Deloitte boss looks to set up Scottish digital hub
Steve Williams, who started in the role in March this year, hopes to start work on the venture shortly and build up a team of software engineers and digital specialists over the next 18 months.
Deloitte already employs 850 across Scotland from its offices in Glasgow, Edinburgh and Aberdeen with Mr Williams keen to grow that number.
Mr Williams moved from Leeds to Edinburgh in January, initially to head the accountancy firm’s financial services practice outside of London with a focus on challenger banks.
However, since coming to Scotland, he admitted he had been pleasantly surprised by the vibrant nature of the digital economy. Now, as managing partner, he is keen to add to Deloitte’s digital capabilities in Scotland.
He said: “I think will be absolutely fundamental to what we want to do. I probably wasn’t expecting to see such a vibrant digital technology market space in Scotland so that has been great.
“We are looking at how we organise our business a little bit in terms of perhaps using Scotland as a nearshore for the rest of the UK around digital.
“We do think there is a workforce here around that which is very skilful and we could use that for servicing a number of clients across the UK as a whole.”
Mr Williams indicated a similar scheme has started in Belfast but he is confident Scotland could act as a central base for a number of UK-wide functions.
He said: “It is around having teams who actually help clients develop their own proposition.
“That is about building websites, talking with clients and working with them on how to use digital channels better.
“Things like how to use analytics around that and how to scrape the various data that comes through.
“You don’t have to be in London to do that. We could have a lot of that based in Scotland.”
As well as his plans to boost the firm’s digital ability in Scotland Mr Williams is keen to increase the number of women in senior positions.
He believes a range of areas could by improved in order to retain females at all levels.
He said: “There are more things we could to facilitate more women to stay and move through to leadership positions.
“It is the right thing to do but also about having a better mix of views around the table.

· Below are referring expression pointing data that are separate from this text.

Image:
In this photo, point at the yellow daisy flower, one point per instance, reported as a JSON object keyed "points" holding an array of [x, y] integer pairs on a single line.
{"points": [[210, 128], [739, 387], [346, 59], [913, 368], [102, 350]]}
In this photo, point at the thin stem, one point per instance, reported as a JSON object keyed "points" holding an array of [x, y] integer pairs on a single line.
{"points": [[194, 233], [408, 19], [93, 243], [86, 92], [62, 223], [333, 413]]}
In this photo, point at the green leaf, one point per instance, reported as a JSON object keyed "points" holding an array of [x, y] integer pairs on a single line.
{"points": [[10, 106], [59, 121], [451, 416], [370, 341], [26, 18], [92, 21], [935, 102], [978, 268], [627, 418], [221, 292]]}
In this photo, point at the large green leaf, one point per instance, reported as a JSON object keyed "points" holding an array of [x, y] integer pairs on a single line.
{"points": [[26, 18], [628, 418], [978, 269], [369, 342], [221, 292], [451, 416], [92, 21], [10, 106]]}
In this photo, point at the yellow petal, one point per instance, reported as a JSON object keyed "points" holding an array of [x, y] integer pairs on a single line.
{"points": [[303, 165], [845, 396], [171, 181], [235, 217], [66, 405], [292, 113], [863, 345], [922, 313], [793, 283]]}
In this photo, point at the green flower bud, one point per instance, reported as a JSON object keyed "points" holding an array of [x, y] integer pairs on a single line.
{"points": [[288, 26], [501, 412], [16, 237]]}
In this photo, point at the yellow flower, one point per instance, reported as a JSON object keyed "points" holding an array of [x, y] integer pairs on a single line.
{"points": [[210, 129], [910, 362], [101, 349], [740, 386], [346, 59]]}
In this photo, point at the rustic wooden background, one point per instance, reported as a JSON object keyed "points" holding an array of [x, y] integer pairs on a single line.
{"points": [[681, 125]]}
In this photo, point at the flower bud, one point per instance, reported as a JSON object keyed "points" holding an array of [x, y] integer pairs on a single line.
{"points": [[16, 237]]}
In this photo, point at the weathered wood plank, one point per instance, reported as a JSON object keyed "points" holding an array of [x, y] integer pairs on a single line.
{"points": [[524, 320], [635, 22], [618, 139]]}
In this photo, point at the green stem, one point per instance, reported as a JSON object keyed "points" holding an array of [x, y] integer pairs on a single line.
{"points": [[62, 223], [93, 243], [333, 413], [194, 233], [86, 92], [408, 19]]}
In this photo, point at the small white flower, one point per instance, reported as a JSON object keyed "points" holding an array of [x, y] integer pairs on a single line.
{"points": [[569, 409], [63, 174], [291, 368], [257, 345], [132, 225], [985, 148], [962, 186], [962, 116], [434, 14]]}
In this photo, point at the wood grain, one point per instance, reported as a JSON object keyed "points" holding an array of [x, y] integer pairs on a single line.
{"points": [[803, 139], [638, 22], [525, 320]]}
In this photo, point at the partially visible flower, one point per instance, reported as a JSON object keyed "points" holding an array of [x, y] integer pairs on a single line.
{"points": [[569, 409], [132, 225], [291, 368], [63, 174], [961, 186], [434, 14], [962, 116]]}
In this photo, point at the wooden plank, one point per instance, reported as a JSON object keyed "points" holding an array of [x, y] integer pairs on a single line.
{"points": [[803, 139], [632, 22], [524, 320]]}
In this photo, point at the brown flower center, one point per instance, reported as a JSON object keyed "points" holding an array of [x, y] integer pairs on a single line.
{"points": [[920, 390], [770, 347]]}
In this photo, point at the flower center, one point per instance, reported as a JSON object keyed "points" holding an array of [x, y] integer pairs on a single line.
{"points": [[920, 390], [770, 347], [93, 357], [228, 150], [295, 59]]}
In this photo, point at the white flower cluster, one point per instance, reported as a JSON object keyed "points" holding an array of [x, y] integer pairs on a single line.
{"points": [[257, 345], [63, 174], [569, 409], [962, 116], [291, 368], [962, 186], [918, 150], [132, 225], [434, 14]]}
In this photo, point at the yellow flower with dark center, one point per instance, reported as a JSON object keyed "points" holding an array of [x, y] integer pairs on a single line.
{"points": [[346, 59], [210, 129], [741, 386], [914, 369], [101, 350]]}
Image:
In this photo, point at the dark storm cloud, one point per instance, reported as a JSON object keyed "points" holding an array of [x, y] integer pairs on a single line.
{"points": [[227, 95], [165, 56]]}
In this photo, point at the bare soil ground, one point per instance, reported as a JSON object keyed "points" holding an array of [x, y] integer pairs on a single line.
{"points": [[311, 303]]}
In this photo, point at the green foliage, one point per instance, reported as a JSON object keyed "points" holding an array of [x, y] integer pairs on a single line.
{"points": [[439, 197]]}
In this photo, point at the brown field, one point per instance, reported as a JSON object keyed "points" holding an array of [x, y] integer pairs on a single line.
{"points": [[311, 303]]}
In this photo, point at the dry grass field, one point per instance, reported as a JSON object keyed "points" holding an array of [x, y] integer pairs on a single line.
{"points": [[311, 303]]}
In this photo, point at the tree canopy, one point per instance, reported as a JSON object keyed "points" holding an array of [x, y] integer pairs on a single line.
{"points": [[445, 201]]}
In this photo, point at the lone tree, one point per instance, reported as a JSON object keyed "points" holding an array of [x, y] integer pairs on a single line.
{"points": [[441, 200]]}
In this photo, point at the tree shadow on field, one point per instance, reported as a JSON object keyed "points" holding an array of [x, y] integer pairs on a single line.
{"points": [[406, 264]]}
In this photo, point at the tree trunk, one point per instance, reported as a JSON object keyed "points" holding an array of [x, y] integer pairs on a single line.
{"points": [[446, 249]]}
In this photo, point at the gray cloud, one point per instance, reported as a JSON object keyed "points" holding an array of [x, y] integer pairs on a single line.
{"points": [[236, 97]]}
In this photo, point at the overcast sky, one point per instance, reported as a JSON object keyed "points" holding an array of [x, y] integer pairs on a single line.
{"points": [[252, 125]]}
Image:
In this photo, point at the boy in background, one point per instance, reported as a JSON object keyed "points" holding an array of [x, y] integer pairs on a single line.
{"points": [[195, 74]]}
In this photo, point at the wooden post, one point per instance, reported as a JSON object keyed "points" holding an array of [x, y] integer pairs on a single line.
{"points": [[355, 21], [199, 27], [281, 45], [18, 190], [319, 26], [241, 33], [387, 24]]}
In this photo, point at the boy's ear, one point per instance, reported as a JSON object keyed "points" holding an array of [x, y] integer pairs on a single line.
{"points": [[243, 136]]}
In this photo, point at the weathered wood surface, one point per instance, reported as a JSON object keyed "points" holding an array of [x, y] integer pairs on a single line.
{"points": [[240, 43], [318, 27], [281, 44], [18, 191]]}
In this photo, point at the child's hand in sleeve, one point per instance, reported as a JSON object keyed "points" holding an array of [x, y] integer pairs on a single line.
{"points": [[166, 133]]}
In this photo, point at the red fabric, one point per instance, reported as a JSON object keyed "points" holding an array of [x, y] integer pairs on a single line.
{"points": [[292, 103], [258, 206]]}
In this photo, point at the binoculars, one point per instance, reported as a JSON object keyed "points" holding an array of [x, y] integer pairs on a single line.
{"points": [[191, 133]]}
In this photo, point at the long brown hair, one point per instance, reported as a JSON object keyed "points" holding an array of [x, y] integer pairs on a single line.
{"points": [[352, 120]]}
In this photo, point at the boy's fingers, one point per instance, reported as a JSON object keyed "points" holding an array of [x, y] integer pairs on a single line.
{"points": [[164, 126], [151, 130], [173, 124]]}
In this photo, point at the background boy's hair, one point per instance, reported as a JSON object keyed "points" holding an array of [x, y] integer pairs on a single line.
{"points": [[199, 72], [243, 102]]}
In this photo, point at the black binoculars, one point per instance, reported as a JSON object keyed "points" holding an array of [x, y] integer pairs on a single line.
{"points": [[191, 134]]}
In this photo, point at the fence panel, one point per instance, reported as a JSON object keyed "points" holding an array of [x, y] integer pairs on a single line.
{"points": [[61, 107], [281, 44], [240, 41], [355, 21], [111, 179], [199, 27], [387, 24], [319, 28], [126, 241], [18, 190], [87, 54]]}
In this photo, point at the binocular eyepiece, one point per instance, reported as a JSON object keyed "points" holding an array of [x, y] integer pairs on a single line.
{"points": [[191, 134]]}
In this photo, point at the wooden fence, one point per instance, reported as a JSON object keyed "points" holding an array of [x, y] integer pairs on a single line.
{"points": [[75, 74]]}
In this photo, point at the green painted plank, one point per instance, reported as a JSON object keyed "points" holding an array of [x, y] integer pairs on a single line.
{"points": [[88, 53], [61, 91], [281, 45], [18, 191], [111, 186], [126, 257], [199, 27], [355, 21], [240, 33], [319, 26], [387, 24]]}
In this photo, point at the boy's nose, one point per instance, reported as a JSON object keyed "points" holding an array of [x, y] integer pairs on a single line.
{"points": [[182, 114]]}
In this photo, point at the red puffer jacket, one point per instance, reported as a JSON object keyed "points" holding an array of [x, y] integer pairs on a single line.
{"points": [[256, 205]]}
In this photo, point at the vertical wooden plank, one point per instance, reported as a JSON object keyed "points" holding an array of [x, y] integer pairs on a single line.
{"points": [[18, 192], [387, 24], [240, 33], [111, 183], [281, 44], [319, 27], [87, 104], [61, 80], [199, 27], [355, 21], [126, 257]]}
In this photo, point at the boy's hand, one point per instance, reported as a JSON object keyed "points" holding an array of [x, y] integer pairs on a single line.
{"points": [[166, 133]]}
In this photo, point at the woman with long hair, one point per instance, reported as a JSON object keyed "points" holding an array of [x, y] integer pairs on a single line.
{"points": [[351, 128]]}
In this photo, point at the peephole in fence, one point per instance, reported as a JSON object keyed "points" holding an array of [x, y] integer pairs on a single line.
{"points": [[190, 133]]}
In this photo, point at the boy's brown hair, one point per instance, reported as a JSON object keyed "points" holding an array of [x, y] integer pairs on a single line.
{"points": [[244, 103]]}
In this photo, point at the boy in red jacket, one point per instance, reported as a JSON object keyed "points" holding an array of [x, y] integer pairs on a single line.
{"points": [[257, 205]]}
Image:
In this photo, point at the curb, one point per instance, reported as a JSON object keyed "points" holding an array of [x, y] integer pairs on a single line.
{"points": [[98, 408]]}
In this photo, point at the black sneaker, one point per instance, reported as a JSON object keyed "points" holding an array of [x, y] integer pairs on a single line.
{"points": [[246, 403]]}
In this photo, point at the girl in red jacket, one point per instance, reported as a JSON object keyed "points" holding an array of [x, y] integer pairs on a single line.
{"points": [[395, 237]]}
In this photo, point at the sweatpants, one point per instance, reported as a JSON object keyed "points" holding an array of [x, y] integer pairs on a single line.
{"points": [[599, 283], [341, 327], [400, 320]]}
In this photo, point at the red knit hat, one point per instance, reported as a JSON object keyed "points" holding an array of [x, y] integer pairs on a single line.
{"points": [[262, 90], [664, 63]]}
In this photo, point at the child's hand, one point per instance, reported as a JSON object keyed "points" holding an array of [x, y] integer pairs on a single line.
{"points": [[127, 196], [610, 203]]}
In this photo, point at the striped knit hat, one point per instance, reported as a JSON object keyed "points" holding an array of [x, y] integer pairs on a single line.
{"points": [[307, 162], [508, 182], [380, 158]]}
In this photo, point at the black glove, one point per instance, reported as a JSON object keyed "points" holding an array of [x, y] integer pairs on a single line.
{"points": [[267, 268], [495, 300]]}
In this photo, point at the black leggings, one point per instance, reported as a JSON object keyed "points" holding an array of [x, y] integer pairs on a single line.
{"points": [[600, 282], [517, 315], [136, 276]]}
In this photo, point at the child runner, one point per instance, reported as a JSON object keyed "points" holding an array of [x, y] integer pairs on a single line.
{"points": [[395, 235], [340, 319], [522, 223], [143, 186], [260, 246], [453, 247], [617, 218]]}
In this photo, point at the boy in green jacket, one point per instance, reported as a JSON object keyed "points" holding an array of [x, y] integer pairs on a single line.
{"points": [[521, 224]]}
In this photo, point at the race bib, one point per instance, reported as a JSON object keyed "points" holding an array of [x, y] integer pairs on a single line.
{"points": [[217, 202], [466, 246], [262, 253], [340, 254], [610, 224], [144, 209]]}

“I want to make sure our partnership reflects and represents what our clients look like. That is about having international experience and a greater gender diversity in terms of our senior leadership team.”
Along with those ambitions Mr Williams is in the early stages of adding a dedicated food and drink practice to the firm’s existing offerings in areas such as financial services, oil and gas, the public sector and private client offerings.
He indicated he has one partner already lined up to lead the food and drink team and said: “We are just thinking about how we can put a proposition together.
“We cover through people who have expertise but we think we might be able to turn it into more of an industry group.
“My expectation is that will be a growth area for the Scottish economy around high quality food and drink.”
Alongside that Mr Williams is keen to grow the firm’s private client practice which looks after a number of privately owned businesses of varying sizes in Scotland.
He pointed to its work with the likes of travel search engine Skyscanner and fantasy sports game maker FanDuel as examples of working with businesses with high growth potential from a relatively early stage.
Mr Williams said: “There are different services we can provide at different stages of incubation.
“We do have a number of smaller audit clients but they are normally clients where, quite frankly, we expect them to be growing very fast and think they will need help as they change and develop.
“We have clients that are smaller than in the taxation and other advisory areas. That can work in what types of value can we add.”